There was one final possibility. Fallon is located 10 miles from a major Naval Air Station used to train fighter pilots. The jet fuel contains benzene, a known carcinogen. There is a pipeline which transports jet fuel right through Fallon. Was the fuel getting into the water supply? Though there was no evidence that the water had been contaminated with jet fuel, perhaps the residents of Fallon were inhaling the jet fuel. This theory is currently being tested on laboratory mice at the University of Arizona. Human trials may take place in the near future. While authorities search for answers, the parents of the children suffering from leukemia in Fallon, try to remain optimistic.

The cause remains unknown but their are many guesses from the Trees to DNA. There is also an entire page devoted to the case in the Reno Gazette Journal.

Any idea to what the cause may be?

posted on May, 14 2004 @ 07:20 AM
According to an Article on (Yes, I know its Rense) the Navy may be to blame.

Cancer isn't the only problem. Kids and adults in Fallon and surrounding Churchill County are coming down with a myriad of other rare diseases, such as Myelodysplastic Syndrome and aplastic anemia. These diseases also relentlessly attack the bone marrow.

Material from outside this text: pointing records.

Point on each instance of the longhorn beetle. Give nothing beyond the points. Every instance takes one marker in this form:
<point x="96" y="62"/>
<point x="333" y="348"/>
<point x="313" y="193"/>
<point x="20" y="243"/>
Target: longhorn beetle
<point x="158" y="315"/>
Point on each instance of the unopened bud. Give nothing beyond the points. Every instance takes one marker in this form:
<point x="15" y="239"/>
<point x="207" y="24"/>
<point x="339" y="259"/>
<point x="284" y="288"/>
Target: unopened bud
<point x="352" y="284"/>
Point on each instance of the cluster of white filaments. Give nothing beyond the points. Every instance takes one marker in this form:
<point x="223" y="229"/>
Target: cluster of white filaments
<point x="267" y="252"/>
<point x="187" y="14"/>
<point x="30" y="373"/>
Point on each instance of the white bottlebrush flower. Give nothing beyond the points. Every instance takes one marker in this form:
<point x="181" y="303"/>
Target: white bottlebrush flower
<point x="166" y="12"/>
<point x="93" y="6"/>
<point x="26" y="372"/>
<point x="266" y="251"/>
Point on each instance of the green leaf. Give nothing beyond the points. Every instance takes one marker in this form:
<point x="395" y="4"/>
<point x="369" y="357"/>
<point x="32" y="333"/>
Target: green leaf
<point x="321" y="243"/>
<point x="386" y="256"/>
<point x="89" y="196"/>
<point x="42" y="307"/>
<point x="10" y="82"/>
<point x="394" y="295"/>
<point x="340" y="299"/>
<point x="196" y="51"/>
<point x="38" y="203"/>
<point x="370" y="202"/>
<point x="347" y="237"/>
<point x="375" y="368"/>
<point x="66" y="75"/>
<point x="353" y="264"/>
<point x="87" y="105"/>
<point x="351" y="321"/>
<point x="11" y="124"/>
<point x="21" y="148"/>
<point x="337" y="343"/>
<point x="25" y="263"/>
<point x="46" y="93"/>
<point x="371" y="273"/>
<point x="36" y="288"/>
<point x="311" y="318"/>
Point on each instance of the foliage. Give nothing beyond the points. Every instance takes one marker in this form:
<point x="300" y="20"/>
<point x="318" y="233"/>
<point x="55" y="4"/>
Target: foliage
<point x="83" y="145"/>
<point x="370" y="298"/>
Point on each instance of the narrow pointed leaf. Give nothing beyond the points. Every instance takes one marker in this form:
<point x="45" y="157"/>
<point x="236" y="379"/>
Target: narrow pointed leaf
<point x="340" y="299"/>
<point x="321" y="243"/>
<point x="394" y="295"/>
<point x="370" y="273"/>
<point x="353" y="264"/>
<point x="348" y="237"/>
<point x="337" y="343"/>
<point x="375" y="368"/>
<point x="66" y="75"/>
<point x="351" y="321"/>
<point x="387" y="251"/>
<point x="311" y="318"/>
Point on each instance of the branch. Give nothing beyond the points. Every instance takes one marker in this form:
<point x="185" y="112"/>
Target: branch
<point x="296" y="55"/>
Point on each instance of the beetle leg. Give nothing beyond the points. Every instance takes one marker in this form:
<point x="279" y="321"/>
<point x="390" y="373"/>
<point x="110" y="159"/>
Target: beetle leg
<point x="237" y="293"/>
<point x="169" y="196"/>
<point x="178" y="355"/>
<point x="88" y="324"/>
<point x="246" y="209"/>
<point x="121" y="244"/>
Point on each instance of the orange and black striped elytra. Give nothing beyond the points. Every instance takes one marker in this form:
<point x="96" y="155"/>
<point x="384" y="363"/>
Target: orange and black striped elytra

The kinds of cancers and other illnesses that have cropped up in the Fallon area are almost certainly caused by some kind of exposure to toxic chemicals. The source of that poison almost certainly sits a few miles outside the town of Fallon--somewhere on the 240,000-acre Fallon Naval Air Station, one of the Navy's largest bombing ranges, and home of the Top Gun fighter pilot training school.

posted on Jun, 15 2004 @ 08:47 PM
Here is some more recent news on the Fallon Cancer Cluster. news/local

FALLON — A group of parents is collecting children’s baby teeth from local families as part of the national environmental project called the Tooth Fairy Study.

“It’s a worthwhile program,” said Jeff Braccini, a member of Families in Search of Truth (FIST). “It’s going on all over the country, and it’s especially important in Fallon because of the leukemia cluster.”

Since 1997, 16 Fallon-area children — including Braccini’s son, Jeremy, have been diagnosed with leukemia. Three patients have died. A government investigation of the cancer cluster was inconclusive, but families of the patients formed FIST. The group is dedicated to continuing research on the cancer outbreak and its possible environmental causes.